Die klassische Assimilationstheorie, mit ihrem Begründer Robert E. Park, fußt auf dem sogenannten Race-Relation-Cycle, der aus dem Zusammentreffen von unterschiedlichen ethnischen Gruppen durch Migration resultiert. Park gliederte den typischen Ablauf in vier Phasen: Kontakt, Konflikt, Akkommodation und letztlich die spurlose Absorption in die Aufnahmegesellschaft über die Assimilation. (vgl. ebenda: 83) Kritisiert wurde an diesem Modell, dass Park sowohl die Aufnahmegesellschaft, als auch die Migranten zu einer jeweils homogenen Masse zusammenfasste und beispielsweise die teilweise drastisch konträren kulturellen Einstellungen der einzelnen Migrantengruppen außer Acht ließ. Zudem verfolgt die CAT als Hauptziel die Assimilation, die allerdings nicht als einziges Ergebnis der interethnischen Bezüge gesehen werden darf.

Die Theory of Segmented Assimilation, eine Weiterentwicklung der CAT, benennt drei, über die Zeit hinweg konstante Gegebenheiten, mit denen der Homogenität der CAT ihre universale Gültigkeit genommen wurde.
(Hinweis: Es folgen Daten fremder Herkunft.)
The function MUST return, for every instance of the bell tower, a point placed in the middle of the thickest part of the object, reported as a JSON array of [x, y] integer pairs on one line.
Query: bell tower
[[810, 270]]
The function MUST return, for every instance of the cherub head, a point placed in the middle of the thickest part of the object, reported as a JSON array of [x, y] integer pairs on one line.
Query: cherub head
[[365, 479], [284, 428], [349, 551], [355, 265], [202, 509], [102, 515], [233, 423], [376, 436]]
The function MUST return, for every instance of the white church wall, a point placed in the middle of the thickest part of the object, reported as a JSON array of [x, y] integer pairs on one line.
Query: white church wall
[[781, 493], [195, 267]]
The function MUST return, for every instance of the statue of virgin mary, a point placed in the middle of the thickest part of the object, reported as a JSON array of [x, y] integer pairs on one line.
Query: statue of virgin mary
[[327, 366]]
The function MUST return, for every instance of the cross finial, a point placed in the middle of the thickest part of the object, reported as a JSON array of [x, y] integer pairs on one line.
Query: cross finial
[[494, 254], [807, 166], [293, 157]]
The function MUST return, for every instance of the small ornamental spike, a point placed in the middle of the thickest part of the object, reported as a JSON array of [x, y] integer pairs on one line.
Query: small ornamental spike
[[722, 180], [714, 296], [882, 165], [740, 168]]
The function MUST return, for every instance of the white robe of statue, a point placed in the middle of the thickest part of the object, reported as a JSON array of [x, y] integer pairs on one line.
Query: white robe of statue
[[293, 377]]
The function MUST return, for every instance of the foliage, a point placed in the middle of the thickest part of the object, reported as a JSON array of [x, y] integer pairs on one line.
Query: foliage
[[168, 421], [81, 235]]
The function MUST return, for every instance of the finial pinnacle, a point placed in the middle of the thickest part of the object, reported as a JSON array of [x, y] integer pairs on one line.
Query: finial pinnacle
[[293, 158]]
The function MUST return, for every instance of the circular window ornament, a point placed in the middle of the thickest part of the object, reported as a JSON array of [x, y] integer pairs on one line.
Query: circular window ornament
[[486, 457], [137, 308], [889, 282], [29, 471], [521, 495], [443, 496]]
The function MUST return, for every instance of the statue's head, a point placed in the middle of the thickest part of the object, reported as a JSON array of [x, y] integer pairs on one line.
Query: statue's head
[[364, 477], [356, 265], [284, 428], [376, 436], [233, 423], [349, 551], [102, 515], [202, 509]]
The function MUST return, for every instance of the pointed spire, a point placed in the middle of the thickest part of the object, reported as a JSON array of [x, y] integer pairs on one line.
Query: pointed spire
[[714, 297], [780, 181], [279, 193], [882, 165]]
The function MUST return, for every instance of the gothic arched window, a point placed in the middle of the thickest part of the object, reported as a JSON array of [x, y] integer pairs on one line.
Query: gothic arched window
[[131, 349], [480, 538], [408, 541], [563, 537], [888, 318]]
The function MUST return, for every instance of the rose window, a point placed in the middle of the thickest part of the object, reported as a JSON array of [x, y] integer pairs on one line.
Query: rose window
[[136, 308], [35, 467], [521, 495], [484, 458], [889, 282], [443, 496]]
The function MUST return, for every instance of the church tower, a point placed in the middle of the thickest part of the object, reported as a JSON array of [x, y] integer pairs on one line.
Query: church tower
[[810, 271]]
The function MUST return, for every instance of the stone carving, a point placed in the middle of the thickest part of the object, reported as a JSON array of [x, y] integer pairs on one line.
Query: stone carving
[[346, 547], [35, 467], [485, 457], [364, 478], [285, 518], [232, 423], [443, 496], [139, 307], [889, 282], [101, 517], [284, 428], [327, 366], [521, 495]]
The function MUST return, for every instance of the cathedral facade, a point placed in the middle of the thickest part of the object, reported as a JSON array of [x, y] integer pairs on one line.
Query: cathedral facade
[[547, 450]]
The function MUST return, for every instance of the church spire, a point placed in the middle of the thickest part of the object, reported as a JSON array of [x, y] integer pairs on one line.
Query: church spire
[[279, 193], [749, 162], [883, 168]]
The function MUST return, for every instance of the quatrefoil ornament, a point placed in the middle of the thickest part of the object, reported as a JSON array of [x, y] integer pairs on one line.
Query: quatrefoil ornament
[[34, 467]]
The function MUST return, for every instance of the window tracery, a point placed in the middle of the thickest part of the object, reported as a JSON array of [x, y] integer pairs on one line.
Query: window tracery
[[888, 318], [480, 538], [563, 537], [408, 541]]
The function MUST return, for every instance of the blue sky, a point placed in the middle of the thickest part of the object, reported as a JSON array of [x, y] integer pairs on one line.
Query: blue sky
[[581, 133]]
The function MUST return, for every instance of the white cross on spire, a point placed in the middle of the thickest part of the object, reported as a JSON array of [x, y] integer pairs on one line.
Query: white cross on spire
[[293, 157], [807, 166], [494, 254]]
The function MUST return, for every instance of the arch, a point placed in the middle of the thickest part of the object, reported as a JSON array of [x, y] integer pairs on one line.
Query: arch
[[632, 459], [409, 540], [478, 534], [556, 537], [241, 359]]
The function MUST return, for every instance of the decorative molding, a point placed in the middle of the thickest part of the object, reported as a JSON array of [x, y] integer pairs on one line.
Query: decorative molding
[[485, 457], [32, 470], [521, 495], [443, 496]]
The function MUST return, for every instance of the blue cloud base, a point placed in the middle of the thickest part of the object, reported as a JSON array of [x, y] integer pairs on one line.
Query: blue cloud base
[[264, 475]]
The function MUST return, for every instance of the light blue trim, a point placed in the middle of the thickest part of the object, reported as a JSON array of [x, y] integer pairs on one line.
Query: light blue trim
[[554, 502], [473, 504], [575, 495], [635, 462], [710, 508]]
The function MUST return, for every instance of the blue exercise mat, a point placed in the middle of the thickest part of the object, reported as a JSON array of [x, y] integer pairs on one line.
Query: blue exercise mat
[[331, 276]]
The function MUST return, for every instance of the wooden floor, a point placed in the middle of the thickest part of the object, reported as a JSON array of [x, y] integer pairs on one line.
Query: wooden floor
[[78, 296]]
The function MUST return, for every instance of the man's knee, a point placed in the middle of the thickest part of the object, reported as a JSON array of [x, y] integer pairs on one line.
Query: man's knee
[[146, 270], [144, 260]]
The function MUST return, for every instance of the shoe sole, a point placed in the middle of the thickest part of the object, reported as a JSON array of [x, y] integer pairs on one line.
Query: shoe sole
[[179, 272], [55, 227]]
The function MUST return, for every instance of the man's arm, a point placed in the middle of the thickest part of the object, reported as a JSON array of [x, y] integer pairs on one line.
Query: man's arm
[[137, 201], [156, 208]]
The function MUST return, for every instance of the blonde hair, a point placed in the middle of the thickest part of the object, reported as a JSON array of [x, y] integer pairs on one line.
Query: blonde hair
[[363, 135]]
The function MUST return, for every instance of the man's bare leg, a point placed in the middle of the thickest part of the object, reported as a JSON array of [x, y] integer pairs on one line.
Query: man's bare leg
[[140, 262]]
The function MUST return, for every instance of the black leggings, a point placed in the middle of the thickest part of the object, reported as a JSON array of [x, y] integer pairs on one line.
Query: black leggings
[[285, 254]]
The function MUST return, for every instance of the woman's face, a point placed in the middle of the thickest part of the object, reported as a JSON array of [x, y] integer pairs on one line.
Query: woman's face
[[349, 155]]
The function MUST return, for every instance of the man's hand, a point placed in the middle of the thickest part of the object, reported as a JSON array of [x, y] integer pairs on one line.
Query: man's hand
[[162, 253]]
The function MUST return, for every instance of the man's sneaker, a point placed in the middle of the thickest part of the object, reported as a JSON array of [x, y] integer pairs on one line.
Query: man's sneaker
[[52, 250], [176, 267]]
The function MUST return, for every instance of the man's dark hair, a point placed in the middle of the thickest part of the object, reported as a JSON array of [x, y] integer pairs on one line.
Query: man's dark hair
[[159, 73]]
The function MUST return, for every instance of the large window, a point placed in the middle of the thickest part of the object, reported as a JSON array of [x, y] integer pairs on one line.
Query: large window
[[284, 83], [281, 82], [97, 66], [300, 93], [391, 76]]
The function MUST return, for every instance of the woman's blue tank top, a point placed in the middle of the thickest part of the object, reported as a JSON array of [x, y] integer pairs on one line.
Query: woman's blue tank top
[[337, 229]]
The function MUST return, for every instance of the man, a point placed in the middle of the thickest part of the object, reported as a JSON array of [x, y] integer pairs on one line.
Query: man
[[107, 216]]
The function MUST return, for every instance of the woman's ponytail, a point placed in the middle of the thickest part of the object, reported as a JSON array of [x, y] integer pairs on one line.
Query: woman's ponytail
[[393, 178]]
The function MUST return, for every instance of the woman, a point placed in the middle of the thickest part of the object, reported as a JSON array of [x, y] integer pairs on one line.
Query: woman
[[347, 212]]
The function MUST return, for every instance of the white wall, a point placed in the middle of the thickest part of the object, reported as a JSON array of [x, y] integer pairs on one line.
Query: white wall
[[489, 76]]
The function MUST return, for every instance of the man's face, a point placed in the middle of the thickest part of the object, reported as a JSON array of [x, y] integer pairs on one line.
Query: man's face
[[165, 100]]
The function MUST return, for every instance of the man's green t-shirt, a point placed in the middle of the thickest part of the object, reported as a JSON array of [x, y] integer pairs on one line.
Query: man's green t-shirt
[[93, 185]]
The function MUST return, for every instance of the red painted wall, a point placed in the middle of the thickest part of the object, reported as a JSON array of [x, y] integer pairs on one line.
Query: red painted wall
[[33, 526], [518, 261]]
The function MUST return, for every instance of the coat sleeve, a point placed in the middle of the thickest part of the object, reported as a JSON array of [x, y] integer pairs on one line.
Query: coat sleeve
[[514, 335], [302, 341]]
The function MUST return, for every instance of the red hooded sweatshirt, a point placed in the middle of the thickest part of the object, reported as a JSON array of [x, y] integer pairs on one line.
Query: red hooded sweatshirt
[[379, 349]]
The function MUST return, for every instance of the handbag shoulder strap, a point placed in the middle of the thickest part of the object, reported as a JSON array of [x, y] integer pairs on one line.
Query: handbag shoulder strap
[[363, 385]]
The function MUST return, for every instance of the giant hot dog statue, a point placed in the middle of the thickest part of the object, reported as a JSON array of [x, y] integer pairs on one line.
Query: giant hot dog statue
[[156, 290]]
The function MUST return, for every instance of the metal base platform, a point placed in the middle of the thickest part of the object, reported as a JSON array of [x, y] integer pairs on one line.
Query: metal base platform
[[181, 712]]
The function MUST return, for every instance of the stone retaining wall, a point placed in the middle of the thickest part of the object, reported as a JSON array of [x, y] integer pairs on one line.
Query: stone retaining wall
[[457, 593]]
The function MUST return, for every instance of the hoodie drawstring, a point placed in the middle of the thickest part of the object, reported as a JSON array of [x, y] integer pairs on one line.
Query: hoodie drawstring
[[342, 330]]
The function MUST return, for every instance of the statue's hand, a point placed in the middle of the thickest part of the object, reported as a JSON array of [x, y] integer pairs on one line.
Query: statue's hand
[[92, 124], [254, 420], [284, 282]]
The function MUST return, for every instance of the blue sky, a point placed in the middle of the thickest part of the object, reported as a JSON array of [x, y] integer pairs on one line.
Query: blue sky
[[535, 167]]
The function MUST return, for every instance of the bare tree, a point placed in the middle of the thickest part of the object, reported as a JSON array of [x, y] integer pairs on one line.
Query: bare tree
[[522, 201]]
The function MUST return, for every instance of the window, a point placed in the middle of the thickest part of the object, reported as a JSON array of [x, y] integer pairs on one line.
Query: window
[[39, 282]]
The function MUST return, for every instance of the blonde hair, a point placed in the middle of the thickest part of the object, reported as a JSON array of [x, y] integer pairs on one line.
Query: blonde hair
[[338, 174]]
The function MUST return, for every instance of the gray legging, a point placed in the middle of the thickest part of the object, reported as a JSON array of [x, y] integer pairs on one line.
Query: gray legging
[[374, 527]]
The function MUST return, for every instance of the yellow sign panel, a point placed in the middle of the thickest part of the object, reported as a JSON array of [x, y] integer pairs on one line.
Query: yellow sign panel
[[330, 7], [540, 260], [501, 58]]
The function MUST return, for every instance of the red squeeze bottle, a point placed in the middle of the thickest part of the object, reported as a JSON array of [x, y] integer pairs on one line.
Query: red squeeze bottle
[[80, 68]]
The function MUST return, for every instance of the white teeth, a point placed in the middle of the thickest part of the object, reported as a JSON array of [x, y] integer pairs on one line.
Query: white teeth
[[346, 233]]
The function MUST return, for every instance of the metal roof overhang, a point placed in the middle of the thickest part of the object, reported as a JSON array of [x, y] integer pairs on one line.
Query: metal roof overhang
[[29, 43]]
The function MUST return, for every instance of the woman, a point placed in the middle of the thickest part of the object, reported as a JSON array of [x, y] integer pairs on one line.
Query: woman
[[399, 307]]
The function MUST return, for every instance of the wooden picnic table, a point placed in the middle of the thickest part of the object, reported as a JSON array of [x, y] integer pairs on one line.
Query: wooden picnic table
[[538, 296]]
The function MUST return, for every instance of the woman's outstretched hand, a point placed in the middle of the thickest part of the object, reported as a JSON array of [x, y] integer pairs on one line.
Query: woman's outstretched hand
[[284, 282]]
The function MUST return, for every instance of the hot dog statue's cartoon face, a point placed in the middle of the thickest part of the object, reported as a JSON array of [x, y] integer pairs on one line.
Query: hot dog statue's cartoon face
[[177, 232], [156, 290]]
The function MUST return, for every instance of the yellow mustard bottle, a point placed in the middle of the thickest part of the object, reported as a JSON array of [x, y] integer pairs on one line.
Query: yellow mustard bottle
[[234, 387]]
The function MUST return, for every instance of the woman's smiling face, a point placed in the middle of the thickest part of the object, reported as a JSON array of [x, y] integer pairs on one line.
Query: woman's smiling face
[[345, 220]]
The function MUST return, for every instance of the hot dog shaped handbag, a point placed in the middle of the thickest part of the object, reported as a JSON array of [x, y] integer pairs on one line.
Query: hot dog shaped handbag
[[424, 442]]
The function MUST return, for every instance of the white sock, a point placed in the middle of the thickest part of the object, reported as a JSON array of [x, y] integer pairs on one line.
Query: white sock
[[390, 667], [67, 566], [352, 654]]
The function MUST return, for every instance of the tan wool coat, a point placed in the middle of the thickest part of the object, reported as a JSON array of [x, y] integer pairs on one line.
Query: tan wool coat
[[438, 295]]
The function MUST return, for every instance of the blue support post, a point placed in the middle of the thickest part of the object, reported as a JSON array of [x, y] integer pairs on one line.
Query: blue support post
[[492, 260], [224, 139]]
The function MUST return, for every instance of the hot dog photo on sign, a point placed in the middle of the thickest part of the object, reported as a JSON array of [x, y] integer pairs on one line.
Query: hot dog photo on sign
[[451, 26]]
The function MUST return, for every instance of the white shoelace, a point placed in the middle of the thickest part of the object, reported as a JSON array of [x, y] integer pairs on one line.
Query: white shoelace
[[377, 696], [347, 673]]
Die erste Vermutung bezieht sich auf die Aufnahmegesellschaft, die laut der TSA nicht homogen ist und eine Assimilation seitens der Migranten nicht immer eine Verbesserung der Lebensbedingungen für diese und ihre Nachkommen bedeutet. Um dieser nachteiligen Assimilation zu entgehen, bieten ethnische Ressourcen, insbesondere der Familienverbund, einen wirksamen Schutz.

Anders als bei der CAT angenommen, dass ethnisches Kapital unnütz sei, nehmen zweitens, unter Berücksichtigung der ersten Annahme, die ethnischen Ressourcen einen hohen positiven Nutzen für die Folgegenerationen in Hinblick auf die Sicherung der Lebenschancen ein. Gerade durch die Betonung und Pflege ethnischer Ressourcen gelingt ethnischen Gruppen daher eher der soziale Aufstieg. Die von der CAT propagierte Aufgabe der ethnischen Ressourcen wurde somit widerlegt, wodurch drittens auch die Eindimensionalität der unterschiedlichen Integrationsdimensionen aufgelöst wurde. (vgl. ebenda: 84f) „Die strukturelle Integration (verstanden als sozialer Aufstieg in die Mainstream-Position der Aufnahmegesellschaft) ist auch in einem besonderen Maße bei Erhalt der mitgebrachten und kulturellen Gewohnheiten, bei fortbestehender Einbettung in die ethnischen Gemeinden und Netzwerke und auch bei stärkeren sozialen und emotionalen Bindungen an die Herkunftsregionen und ethnischen Kontexte möglich.“ (ebenda: 85) Das Resultat der Verknüpfung von „struktureller Assimilation“ (ebenda: 85) mit der „Betonung und Pflege ethnischer kultureller Praktiken, Ressourcen und Bindungen […]“ (ebenda) wird in der Theory of Segmented Assimilation als „selective acculturation“ (ebenda) betitelt.

Die New Assimilation Theory, die ihrerseits als Reaktion auf die TSA zu verstehen ist, postuliert aufgrund der veränderten Verhältnisse eine neue theoretische Grundlage.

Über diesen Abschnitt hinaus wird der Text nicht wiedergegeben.